As for the screen, it's not any different than the iPhone. I don't get that part at all. The only reason it "seems" less responsive is because the software layer is probably working harder to figure out whether you're switching cards or doing some other task. It supports the same resolution, and as far as I've seen, it's just as vibrant colorwise, if not moreso.
Yeah, webOS might be new, but when you build on open, "hackable" (from a development stance) standards, you make us geeky coders very happy. I don't like my app being half owned/signed by Apple or RIM. I want my phone to run on an open standard with proven security solutions, like Linux has right now, instead of "checking my app at the door" with some corporation that only has their own self-interests at heart. When you make us geeky coders happy, good things happen. That's why lots of us wrote so many apps for PalmOS the first time around, because for the most part, it was a pretty straightforward and hackable OS to work with, and Palm didn't stick themselves squarely in our development process.

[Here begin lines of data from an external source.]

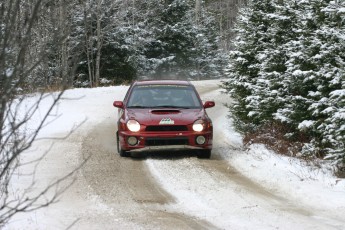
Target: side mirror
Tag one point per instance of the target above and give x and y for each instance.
(209, 104)
(118, 104)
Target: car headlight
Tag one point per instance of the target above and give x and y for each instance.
(198, 125)
(133, 125)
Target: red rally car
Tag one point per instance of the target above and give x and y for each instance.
(163, 115)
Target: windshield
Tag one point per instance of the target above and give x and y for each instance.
(163, 96)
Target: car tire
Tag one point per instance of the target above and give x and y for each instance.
(122, 152)
(204, 154)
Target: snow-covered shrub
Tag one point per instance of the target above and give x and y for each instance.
(288, 66)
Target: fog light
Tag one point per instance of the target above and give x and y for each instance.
(200, 140)
(132, 140)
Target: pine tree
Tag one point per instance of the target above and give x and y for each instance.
(287, 67)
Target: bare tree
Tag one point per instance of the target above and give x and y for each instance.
(21, 55)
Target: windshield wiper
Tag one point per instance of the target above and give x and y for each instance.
(171, 106)
(137, 107)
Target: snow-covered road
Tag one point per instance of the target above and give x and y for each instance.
(236, 189)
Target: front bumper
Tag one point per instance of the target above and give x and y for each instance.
(164, 141)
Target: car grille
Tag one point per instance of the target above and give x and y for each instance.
(166, 141)
(166, 128)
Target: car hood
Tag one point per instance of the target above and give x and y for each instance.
(165, 116)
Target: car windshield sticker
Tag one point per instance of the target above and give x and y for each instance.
(166, 121)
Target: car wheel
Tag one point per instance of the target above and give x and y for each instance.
(122, 152)
(204, 154)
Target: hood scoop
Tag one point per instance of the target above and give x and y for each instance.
(165, 111)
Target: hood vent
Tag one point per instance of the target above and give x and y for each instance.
(165, 111)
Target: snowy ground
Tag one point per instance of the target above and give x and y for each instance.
(238, 188)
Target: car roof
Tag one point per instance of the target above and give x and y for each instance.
(162, 82)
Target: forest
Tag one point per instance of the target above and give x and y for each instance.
(282, 60)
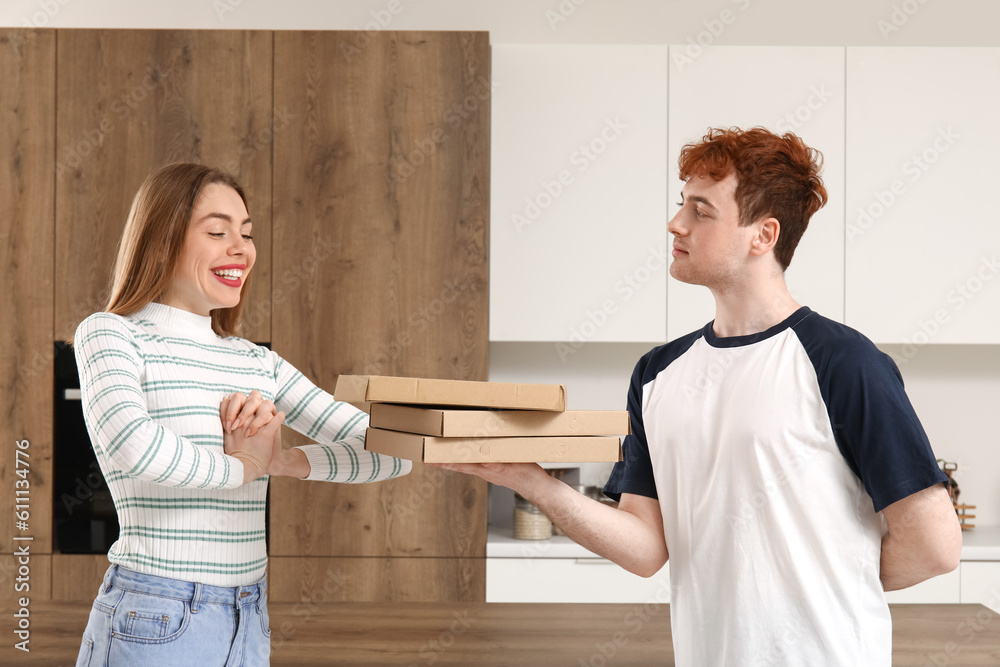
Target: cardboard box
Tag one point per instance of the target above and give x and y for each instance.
(416, 447)
(424, 391)
(471, 423)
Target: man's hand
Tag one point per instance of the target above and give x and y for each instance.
(630, 535)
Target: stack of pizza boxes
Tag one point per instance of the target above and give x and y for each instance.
(460, 421)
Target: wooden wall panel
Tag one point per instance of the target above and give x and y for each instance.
(77, 576)
(27, 143)
(381, 191)
(15, 584)
(319, 580)
(131, 100)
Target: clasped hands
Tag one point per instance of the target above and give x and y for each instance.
(251, 432)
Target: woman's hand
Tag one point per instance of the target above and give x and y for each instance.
(256, 451)
(238, 410)
(248, 415)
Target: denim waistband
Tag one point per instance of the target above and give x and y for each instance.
(196, 593)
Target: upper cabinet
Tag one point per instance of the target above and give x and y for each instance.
(922, 235)
(578, 195)
(785, 89)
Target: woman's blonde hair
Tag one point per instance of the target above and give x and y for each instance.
(154, 237)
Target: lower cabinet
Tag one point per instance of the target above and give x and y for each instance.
(316, 580)
(600, 580)
(571, 580)
(981, 583)
(943, 590)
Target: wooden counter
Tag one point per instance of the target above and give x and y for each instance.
(506, 634)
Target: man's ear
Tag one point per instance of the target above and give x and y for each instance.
(766, 237)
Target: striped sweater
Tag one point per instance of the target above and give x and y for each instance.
(151, 384)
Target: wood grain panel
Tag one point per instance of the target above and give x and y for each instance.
(27, 145)
(381, 198)
(15, 582)
(527, 635)
(320, 580)
(131, 100)
(77, 576)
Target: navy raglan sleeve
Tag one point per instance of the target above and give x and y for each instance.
(874, 423)
(634, 473)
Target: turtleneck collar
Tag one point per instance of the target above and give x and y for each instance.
(182, 321)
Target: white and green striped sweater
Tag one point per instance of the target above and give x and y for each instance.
(152, 384)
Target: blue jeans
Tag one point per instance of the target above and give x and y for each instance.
(144, 620)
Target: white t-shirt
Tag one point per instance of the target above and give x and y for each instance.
(771, 456)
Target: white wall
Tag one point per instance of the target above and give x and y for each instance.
(955, 388)
(776, 22)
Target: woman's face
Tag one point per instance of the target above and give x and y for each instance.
(218, 253)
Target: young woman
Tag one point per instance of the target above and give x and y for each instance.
(185, 420)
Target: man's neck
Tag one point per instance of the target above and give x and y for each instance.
(752, 308)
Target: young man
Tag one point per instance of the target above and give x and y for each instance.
(768, 447)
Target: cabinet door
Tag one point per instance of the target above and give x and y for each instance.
(922, 228)
(785, 89)
(27, 227)
(578, 241)
(943, 589)
(981, 583)
(132, 100)
(380, 247)
(320, 580)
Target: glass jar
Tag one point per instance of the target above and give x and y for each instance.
(529, 522)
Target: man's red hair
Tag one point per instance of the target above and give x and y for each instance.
(777, 177)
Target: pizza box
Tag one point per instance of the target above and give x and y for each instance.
(471, 423)
(555, 449)
(468, 393)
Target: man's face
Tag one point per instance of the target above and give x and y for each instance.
(710, 247)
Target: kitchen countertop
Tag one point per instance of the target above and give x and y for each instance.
(525, 635)
(981, 543)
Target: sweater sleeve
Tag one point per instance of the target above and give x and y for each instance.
(338, 428)
(118, 421)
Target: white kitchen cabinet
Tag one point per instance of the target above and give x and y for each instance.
(923, 229)
(785, 89)
(981, 583)
(571, 580)
(578, 245)
(944, 589)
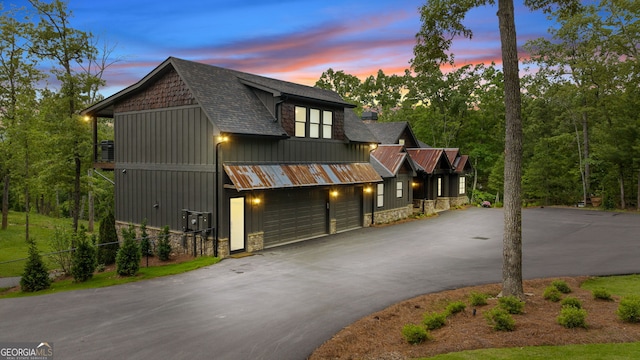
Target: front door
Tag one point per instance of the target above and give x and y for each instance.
(236, 226)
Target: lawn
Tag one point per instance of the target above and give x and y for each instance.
(13, 245)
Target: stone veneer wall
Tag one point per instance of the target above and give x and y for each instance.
(386, 216)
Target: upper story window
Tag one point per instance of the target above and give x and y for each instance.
(313, 123)
(301, 121)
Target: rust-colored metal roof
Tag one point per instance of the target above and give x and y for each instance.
(253, 177)
(463, 165)
(428, 158)
(390, 156)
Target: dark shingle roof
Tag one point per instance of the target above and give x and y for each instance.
(357, 131)
(228, 101)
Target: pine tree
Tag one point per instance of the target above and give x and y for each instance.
(128, 258)
(36, 275)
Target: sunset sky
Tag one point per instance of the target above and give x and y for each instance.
(293, 40)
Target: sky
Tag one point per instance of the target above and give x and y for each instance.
(292, 40)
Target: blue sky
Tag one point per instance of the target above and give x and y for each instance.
(293, 40)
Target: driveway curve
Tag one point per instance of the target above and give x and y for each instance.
(284, 302)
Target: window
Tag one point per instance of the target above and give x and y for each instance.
(314, 123)
(327, 124)
(301, 121)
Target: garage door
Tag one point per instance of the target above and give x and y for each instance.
(349, 209)
(294, 214)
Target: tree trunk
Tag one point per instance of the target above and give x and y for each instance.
(587, 168)
(5, 202)
(512, 238)
(623, 203)
(76, 193)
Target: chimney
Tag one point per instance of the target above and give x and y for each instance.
(369, 117)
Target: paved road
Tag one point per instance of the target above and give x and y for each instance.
(285, 302)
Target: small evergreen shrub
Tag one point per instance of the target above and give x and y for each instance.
(455, 307)
(571, 317)
(571, 301)
(552, 293)
(164, 244)
(145, 243)
(434, 320)
(128, 257)
(83, 262)
(629, 309)
(62, 255)
(511, 304)
(601, 294)
(478, 299)
(108, 240)
(500, 320)
(35, 276)
(415, 334)
(562, 286)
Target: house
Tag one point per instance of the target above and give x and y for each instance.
(235, 162)
(394, 196)
(439, 181)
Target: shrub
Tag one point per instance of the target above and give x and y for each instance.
(601, 294)
(415, 334)
(83, 262)
(511, 304)
(35, 276)
(571, 301)
(164, 244)
(571, 317)
(62, 255)
(552, 293)
(478, 299)
(629, 309)
(434, 320)
(455, 307)
(128, 257)
(145, 244)
(108, 240)
(500, 320)
(562, 286)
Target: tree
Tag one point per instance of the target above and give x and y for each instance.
(83, 262)
(441, 23)
(36, 275)
(108, 240)
(128, 257)
(55, 40)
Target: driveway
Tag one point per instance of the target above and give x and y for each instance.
(284, 302)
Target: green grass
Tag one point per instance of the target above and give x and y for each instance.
(14, 246)
(111, 278)
(617, 285)
(571, 352)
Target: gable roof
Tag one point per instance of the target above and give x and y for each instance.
(226, 98)
(389, 159)
(430, 160)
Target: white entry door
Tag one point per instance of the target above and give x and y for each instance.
(236, 235)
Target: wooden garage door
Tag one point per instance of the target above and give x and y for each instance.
(348, 209)
(294, 214)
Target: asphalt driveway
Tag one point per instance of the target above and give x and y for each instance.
(284, 302)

I like nice development environments as much as the next guy, but when I have to jump through nutty hardware and corporate interferance as I have when I developed a couple apps on iPhone OS and Blackberry OS, I leave with a very nasty taste in my mouth. I just don't like doing apps for either platform, even though the quick cash is to be made on either right now. I'd rather be able to deliver a real serious app, not a crappy little pissant piece of work that I run around charging 5 bucks a download for.